White noted that she realizes that "presidents greet lots of people and have to make quick reads." But for that reason, she added that "they are better off not presuming a hug is the only way to convey a welcome."

Joey King, president of Lyon College and co-author of How to Run a College, said that context matters a lot, especially at a residential college. "At residential colleges and universities, the students are literally our wards," he said. "The younger ones, 17-18, are more child than adult. I have been in situations where they have literally cried on my shoulder. That would probably have been a bad time to insist on a handshake."

But King was quick to add that those situations are "more the exception than the rule." The bottom line, he said, is that when interactions involves presidents, there is "always a power dynamic at play."

King said that he knows "plenty of huggers, male and female, who are presidents and provosts." He said that they "tend to overdo it, in my opinion.
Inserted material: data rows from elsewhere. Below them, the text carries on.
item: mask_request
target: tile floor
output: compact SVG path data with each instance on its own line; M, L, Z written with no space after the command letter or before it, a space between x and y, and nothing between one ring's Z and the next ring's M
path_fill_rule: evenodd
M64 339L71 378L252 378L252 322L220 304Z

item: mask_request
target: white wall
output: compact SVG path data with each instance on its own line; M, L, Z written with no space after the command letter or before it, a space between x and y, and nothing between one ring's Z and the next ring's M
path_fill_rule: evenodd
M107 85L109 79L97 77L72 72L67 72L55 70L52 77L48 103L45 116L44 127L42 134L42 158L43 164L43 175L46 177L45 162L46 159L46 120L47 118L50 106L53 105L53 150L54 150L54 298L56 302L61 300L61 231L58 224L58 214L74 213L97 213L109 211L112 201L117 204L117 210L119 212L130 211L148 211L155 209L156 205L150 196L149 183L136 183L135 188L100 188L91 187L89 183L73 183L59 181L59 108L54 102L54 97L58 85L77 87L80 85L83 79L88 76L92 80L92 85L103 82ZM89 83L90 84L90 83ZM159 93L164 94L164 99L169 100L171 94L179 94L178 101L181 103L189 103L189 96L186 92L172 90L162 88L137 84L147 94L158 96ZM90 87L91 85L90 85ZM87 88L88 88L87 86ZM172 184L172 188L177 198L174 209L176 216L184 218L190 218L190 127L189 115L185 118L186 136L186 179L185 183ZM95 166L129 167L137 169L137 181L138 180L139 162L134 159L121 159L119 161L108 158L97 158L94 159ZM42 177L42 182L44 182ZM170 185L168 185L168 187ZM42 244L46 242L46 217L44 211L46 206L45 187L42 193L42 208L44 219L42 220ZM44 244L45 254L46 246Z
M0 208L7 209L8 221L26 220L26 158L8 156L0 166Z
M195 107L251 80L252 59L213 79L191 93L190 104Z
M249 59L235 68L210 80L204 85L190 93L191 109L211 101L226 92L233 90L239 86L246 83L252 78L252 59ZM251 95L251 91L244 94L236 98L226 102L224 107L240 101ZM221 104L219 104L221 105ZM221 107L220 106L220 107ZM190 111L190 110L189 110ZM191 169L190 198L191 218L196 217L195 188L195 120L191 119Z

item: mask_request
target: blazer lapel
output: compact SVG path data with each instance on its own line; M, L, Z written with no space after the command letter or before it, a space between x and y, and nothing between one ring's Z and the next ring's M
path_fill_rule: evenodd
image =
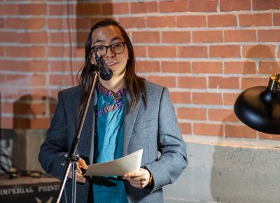
M90 102L88 113L83 124L82 132L78 144L78 153L80 155L88 157L90 164L93 161L94 153L94 124L95 124L95 106L97 102L97 94L94 89L92 97ZM77 119L77 133L80 119Z
M125 110L128 109L131 99L129 92L126 94ZM127 148L130 143L130 139L132 134L133 127L137 117L137 113L139 110L139 103L142 102L141 99L139 100L136 106L134 111L126 114L125 116L124 126L123 126L123 137L122 137L122 156L127 155Z

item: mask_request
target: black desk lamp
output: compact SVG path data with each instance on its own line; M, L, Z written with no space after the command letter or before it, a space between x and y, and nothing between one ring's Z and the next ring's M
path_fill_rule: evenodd
M248 127L280 134L280 74L271 75L267 87L244 90L234 104L237 118Z

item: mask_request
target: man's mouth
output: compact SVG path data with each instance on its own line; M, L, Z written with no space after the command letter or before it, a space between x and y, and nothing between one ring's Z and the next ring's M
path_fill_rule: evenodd
M118 63L118 62L108 62L108 63L106 63L106 64L108 67L110 67L110 66L115 66L117 63Z

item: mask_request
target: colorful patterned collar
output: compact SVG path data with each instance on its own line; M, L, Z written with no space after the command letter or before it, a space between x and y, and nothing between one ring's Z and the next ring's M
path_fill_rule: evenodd
M120 90L117 92L114 92L110 90L108 90L102 86L99 83L97 83L97 88L98 90L104 95L111 97L111 98L118 98L122 97L125 94L125 89Z

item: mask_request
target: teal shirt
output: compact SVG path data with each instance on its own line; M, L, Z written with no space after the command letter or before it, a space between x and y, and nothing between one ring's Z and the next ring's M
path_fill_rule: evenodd
M98 147L96 162L122 157L125 92L113 92L99 83L97 100ZM116 176L93 177L94 202L128 203L123 181Z

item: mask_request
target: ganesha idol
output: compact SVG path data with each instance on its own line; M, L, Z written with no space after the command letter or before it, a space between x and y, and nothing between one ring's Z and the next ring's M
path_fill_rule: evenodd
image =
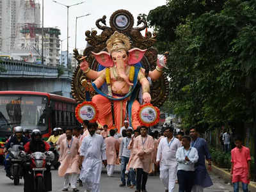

My advice would be to stick with more professional salutatory behavior but for exceptional circumstances."

Judith Block McLaughlin, senior lecturer on education at Harvard University and education chair of the Harvard Seminar for New Presidents, which runs every summer, said "experienced presidents who teach in the seminar often warn new presidents that their behavior will be closely observed and interpreted, with meanings assigned that are far different than were intended. Hugging certainly is one current example."

She said that "we haven’t talked specifically about hugging, but it does seem like a topic worthy of conversation this summer."